My team wore orange jerseys, so we called ourselves the “Orange Crush.” This was long before the 1970s Denver Broncos gave their defense the same name.
The point is: I like to recall the days when I could run the length of a football field without having a coronary. Eating a ham sandwich with an Orange Crush helps me do that quite nicely, especially when I’m sitting in a comfy chair in front of a computer, mindlessly surfing the Internet.
I better get back to the real point of this column before my editor accuses me of adding fluff to make the word count.
So last week, smack in the middle of a perfectly good ham sandwich, I experienced a bit of an epiphany. I was reading about “cultural movements.” Not that culture actually goes anywhere, but it does change, and the literati call the changes “movements.”
During the early 1800s, the Industrial Revolution started in England and quickly spread throughout Europe and North America. The cultural movement that resulted from that era was Modernism, which enjoyed recognition from 1870 to the turn of the century.
Modernism introduced dramatic change. Philosophy, literature, art, architecture and music felt the impact of an unforeseen tide of revolutionary thought. Its societal influence affected every aspect of day-to-day existence, particularly in the western world.
According to the research, Modernists were the first to question the status quo. They did not exactly reject religion and authority. They rejected thinking that did not fit the direction of a modern, more progressive society. They felt that religion and government should keep up with the times.
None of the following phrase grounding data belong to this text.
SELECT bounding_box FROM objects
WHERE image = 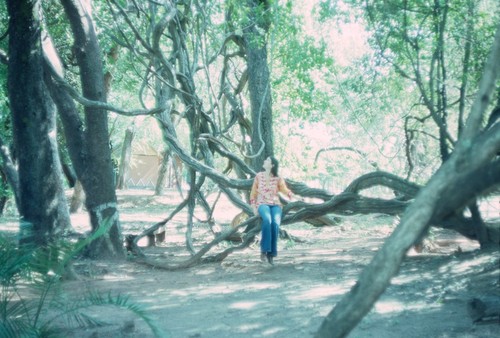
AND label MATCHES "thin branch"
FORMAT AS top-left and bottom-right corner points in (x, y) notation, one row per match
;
(314, 146), (378, 169)
(51, 73), (167, 116)
(461, 24), (500, 141)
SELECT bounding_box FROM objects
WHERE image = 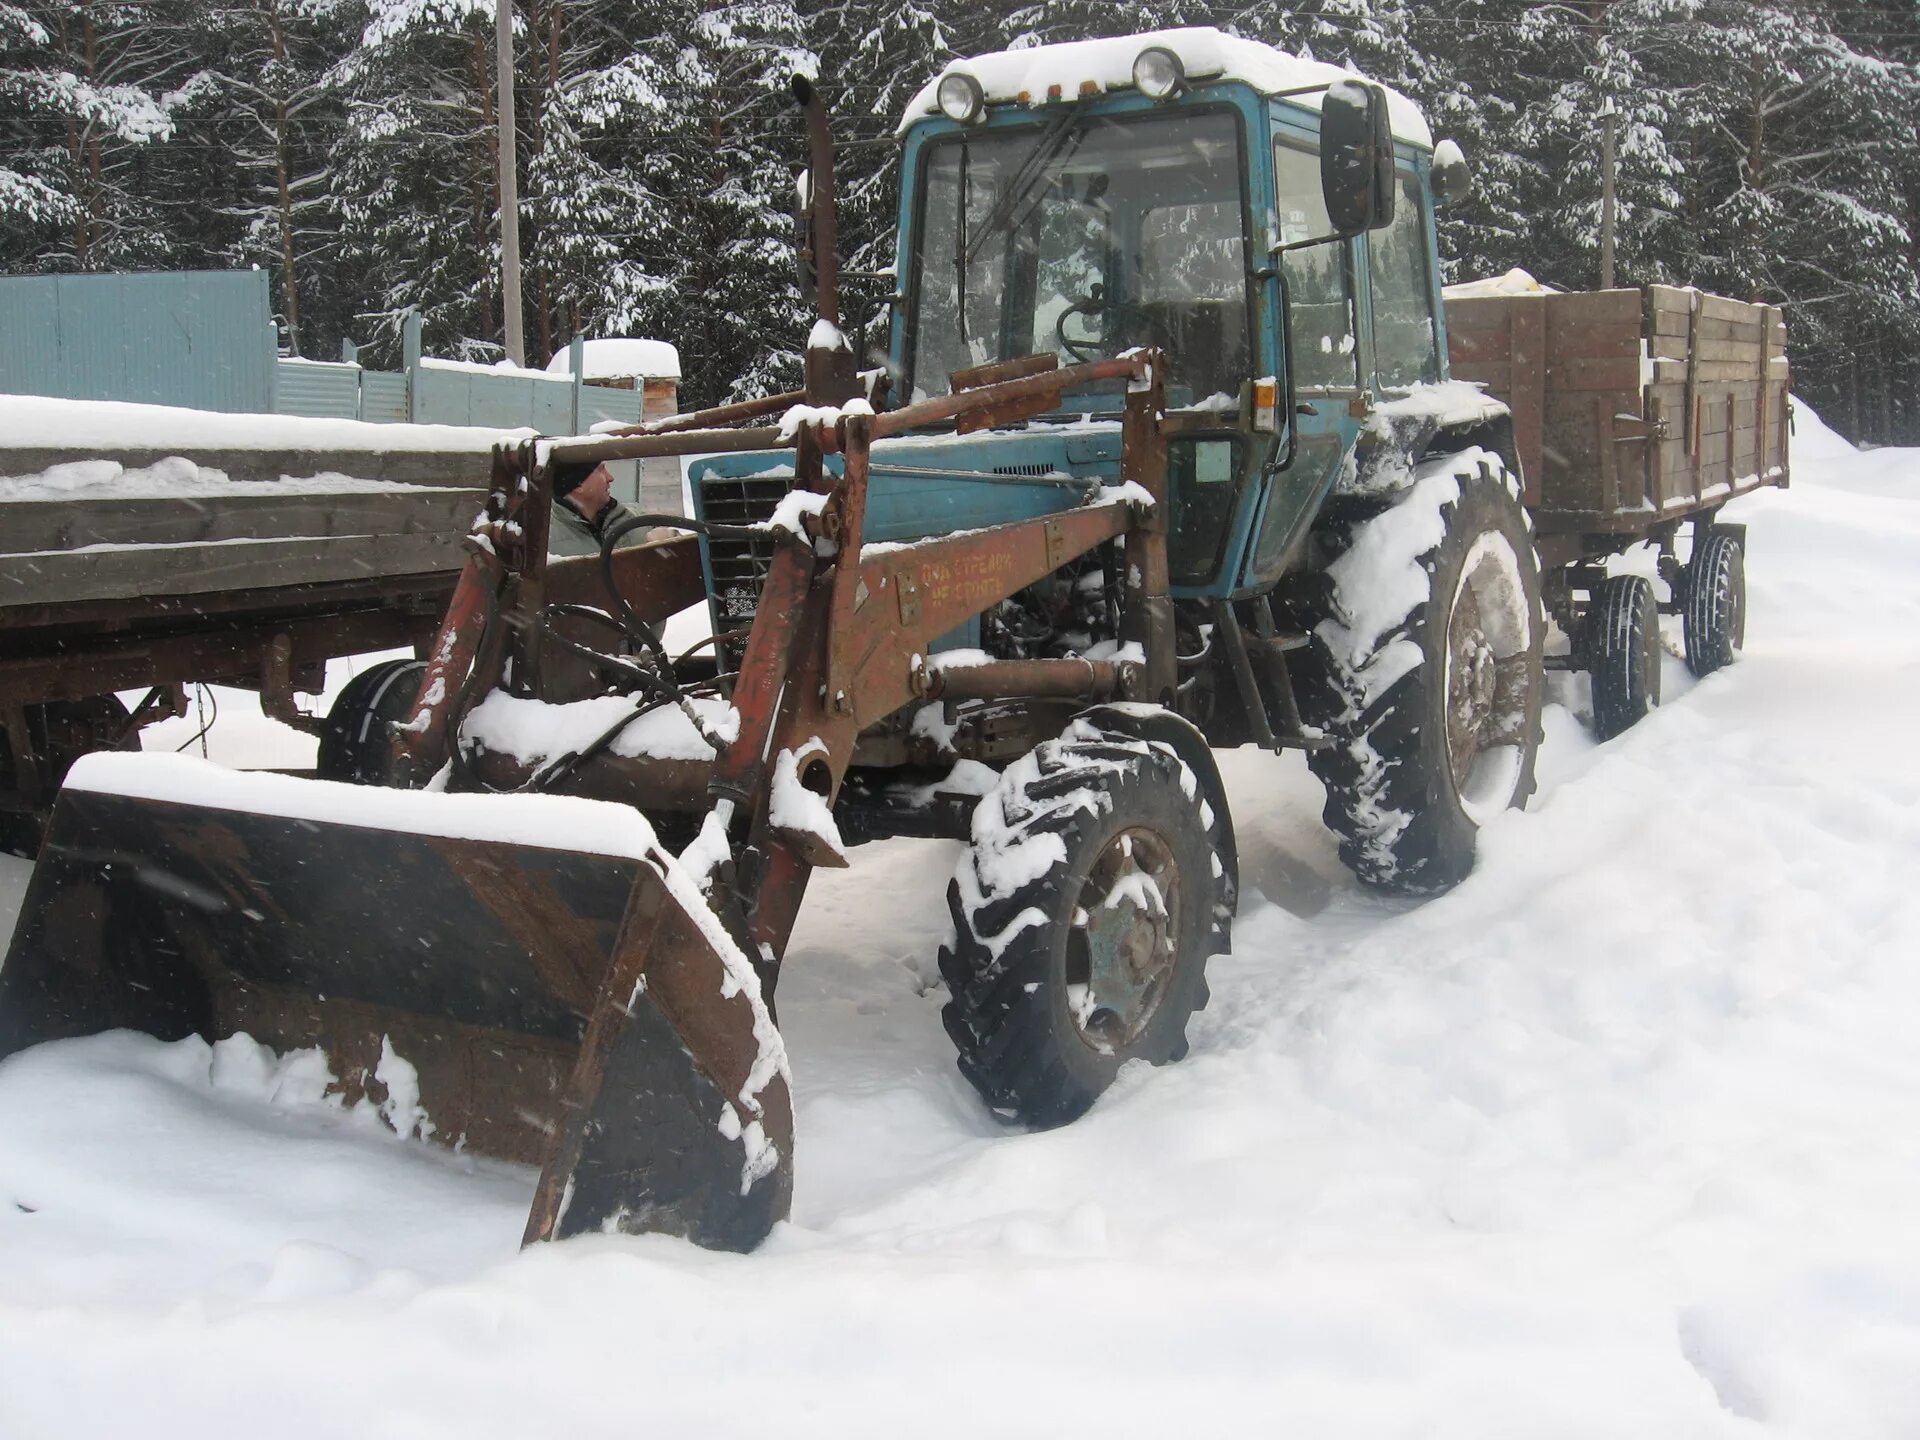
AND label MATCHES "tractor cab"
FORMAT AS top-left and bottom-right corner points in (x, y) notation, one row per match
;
(887, 28), (1466, 595)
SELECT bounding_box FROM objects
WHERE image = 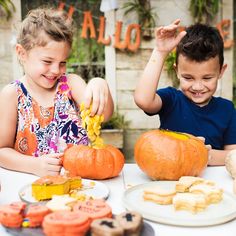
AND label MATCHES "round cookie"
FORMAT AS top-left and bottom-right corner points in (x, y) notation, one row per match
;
(42, 210), (90, 236)
(116, 211), (143, 235)
(0, 202), (26, 228)
(91, 218), (124, 236)
(73, 199), (112, 220)
(25, 204), (51, 227)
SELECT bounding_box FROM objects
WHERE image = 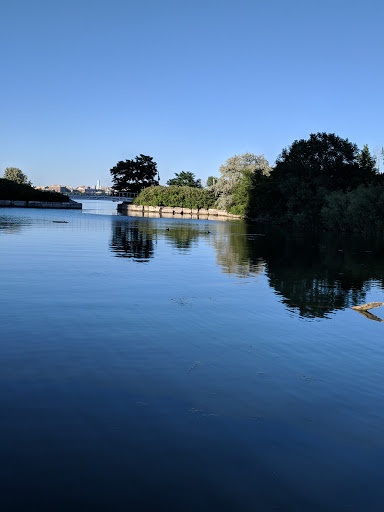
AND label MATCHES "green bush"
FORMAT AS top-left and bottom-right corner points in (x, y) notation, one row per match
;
(134, 185), (216, 209)
(0, 179), (70, 202)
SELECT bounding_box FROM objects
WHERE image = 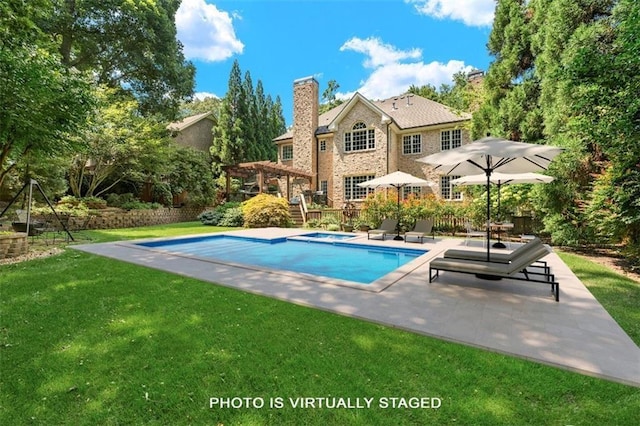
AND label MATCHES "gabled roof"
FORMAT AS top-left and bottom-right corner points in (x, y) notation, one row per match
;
(274, 93), (470, 142)
(326, 92), (391, 132)
(167, 111), (214, 132)
(372, 94), (470, 129)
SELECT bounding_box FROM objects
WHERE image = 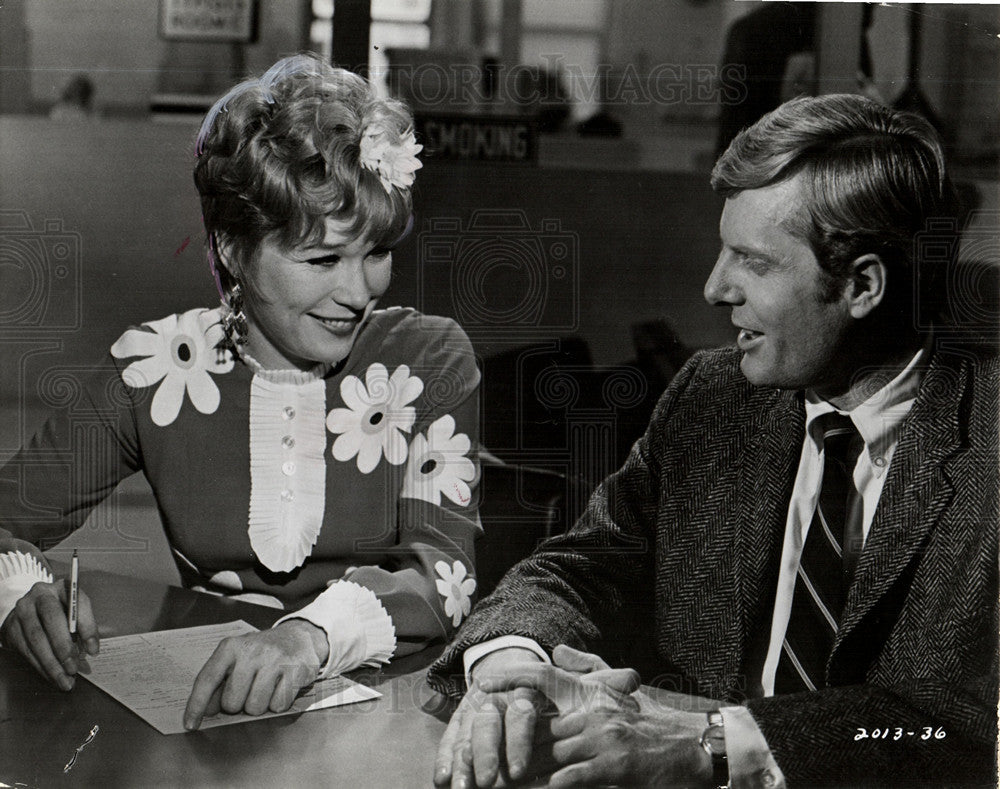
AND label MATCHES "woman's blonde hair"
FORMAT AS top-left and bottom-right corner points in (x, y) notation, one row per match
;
(194, 54), (416, 291)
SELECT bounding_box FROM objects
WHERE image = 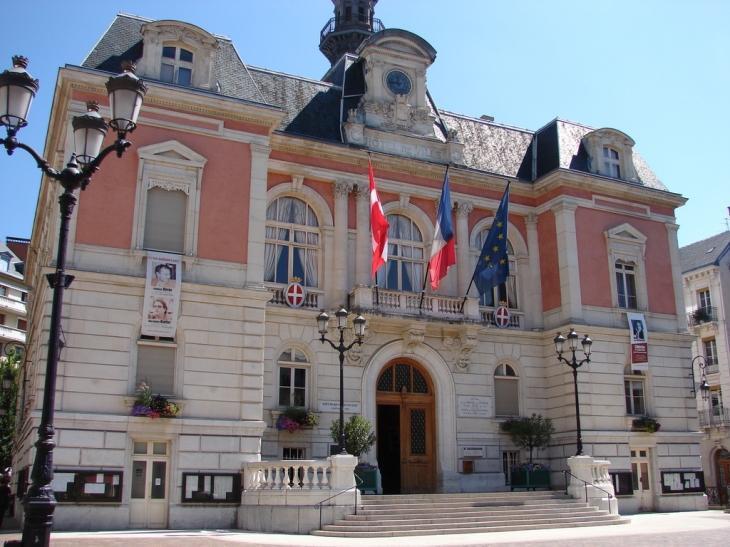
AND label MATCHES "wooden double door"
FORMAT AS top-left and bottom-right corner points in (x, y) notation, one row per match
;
(376, 360), (435, 494)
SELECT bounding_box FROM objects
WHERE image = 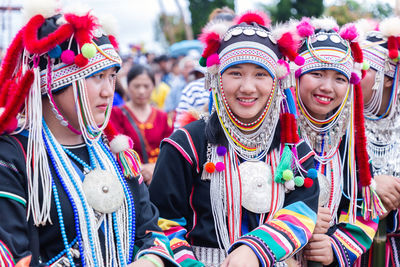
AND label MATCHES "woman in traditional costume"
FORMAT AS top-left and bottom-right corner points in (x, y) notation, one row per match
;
(359, 17), (400, 267)
(0, 2), (178, 267)
(149, 11), (320, 267)
(293, 17), (384, 266)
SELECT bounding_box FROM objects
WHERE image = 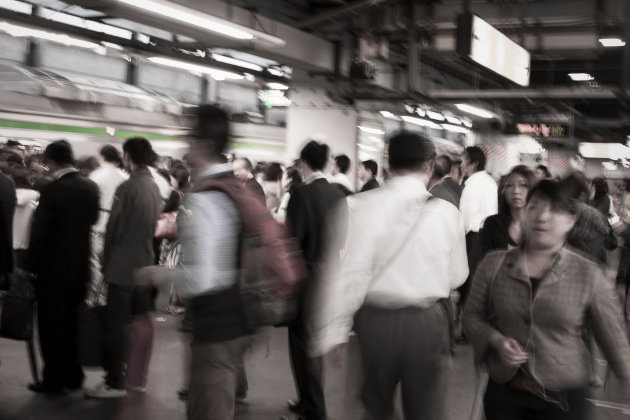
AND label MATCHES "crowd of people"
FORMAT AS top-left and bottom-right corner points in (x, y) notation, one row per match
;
(1, 105), (630, 420)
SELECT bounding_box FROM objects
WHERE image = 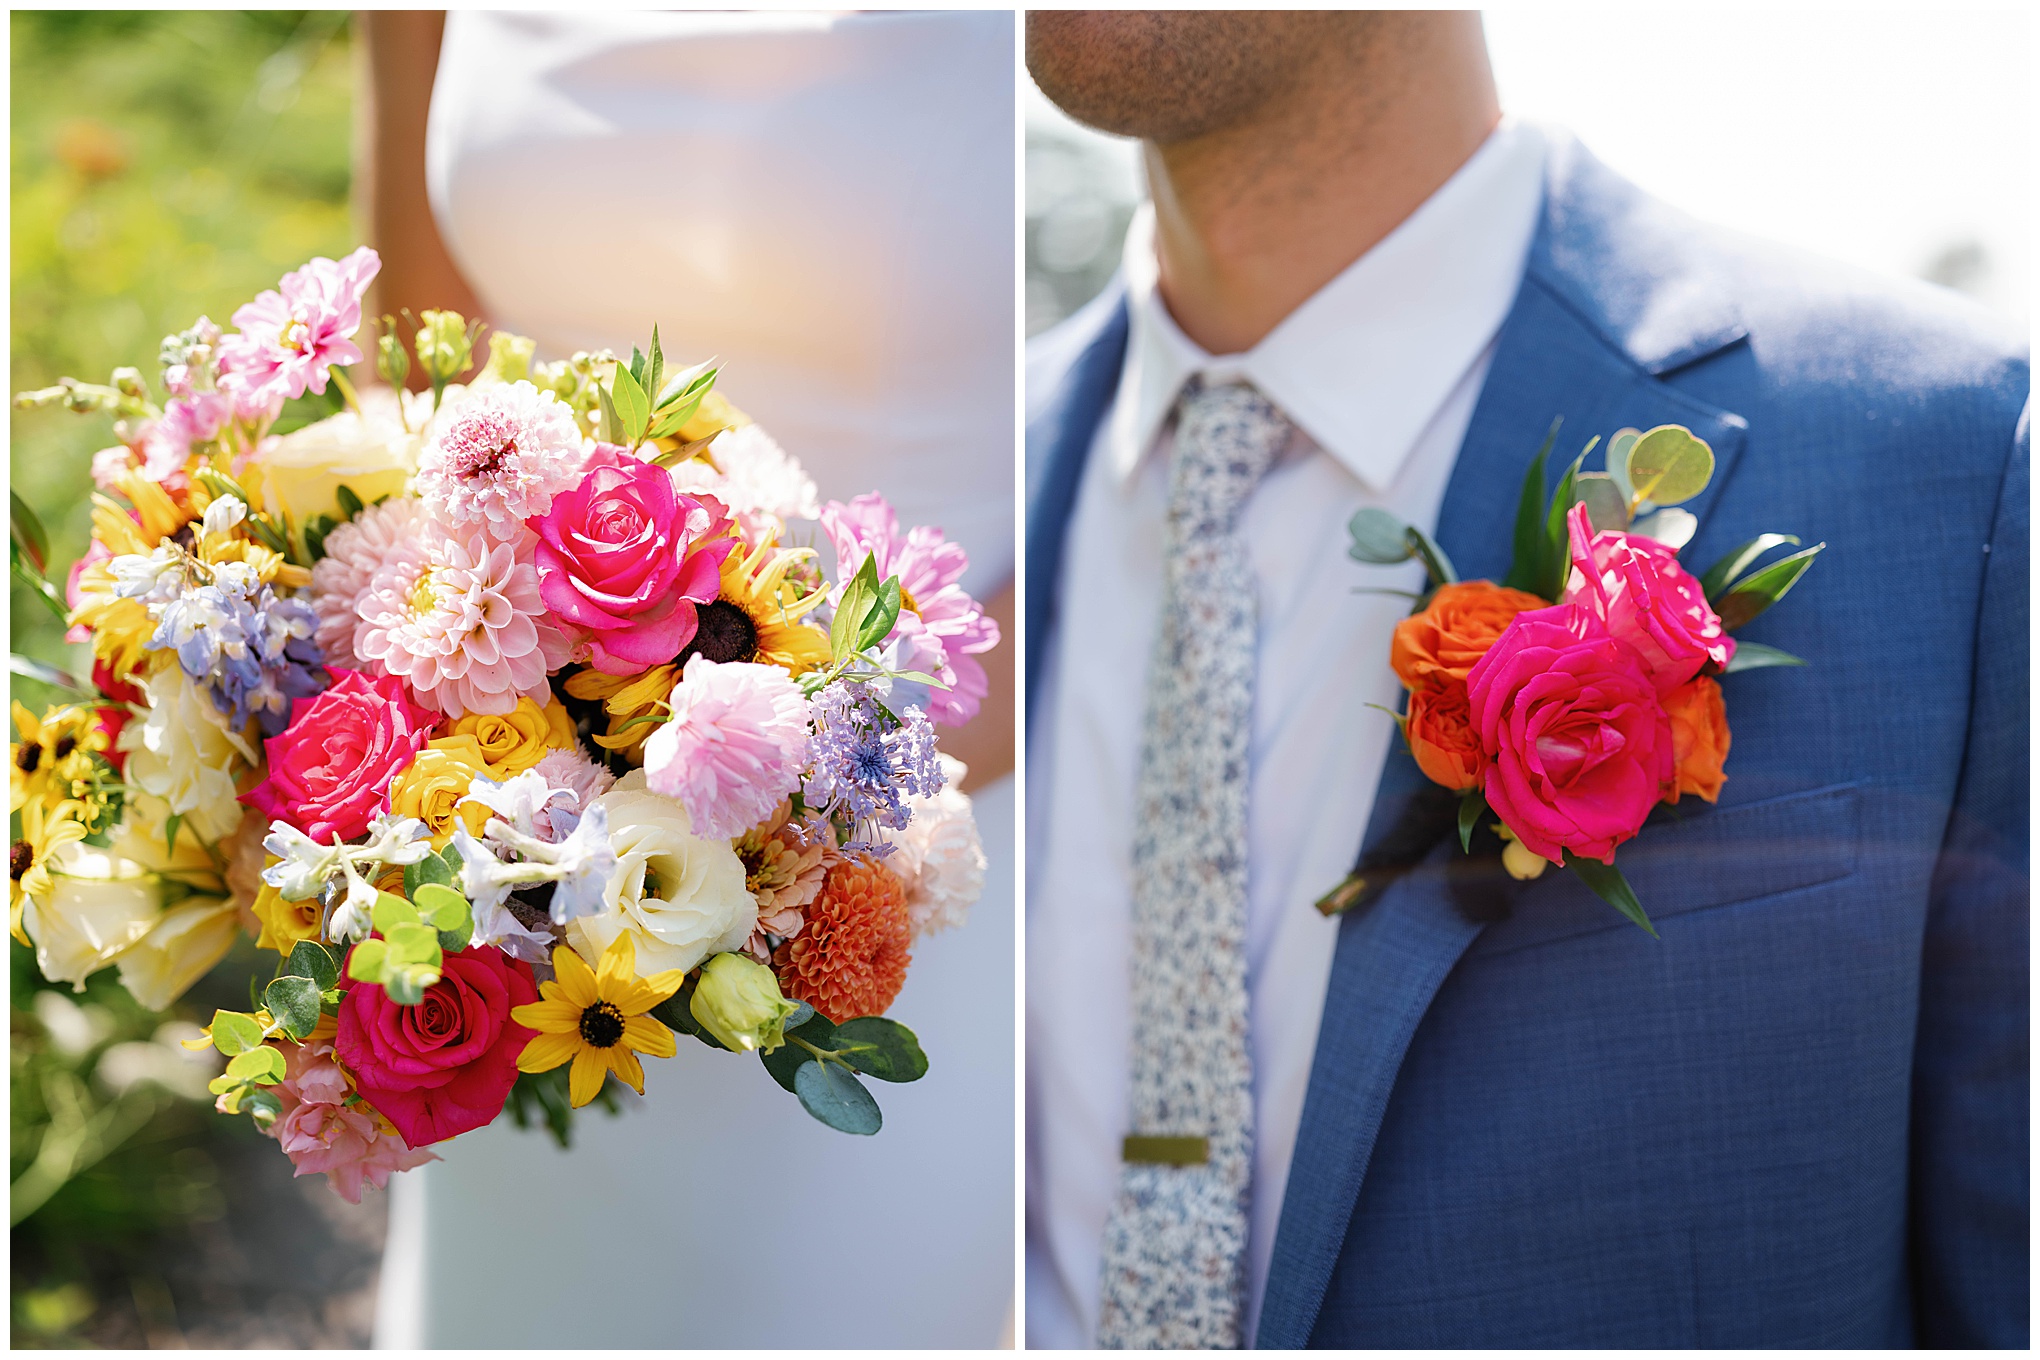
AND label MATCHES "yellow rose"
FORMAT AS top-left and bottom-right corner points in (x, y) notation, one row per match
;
(241, 386), (422, 528)
(387, 735), (502, 848)
(446, 697), (578, 776)
(117, 898), (240, 1010)
(251, 881), (323, 954)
Maybe my penchant for practicality stands in the way of wisdom, but I perceive the Industrial Revolution and modern thinking differently.
Without a doubt, during the last two centuries, the world has progressed technologically much faster than ever before. However, I do not always associate “progress” with “improvement.” When we were an agro-based society, we lived off the natural gifts of nature and worked to preserve the planet for all to enjoy in the future.
Invention completely changed that mindset. We abandoned agriculture for industry and the availability of convenience. As a society, our thinking changed from the goal of preservation to “life on this planet needs to get better, easier, faster.”
From the invention of the internal combustion engine and the ability to produce electricity, we began burning fossil fuels faster than they could ever be replenished.
Our dependency on manufactured power is nothing new. The results of that dependency, however, are frightening. Some children can’t do their arithmetic without a calculator. Many can only tell time by a digital watch.
When the power goes off and batteries can’t be recharged, we’ll be reduced to lives of squalor. A nation cannot run on generators.
Only a small percentage of our population knows how to live off the land. Most of us would have no idea how to live without electricity.
Our adversaries don’t have that problem. They do it every day. We have become imprisoned by our inventions.
That little epiphany took the joy out of my ham sandwich. Such is life in a system we can’t understand.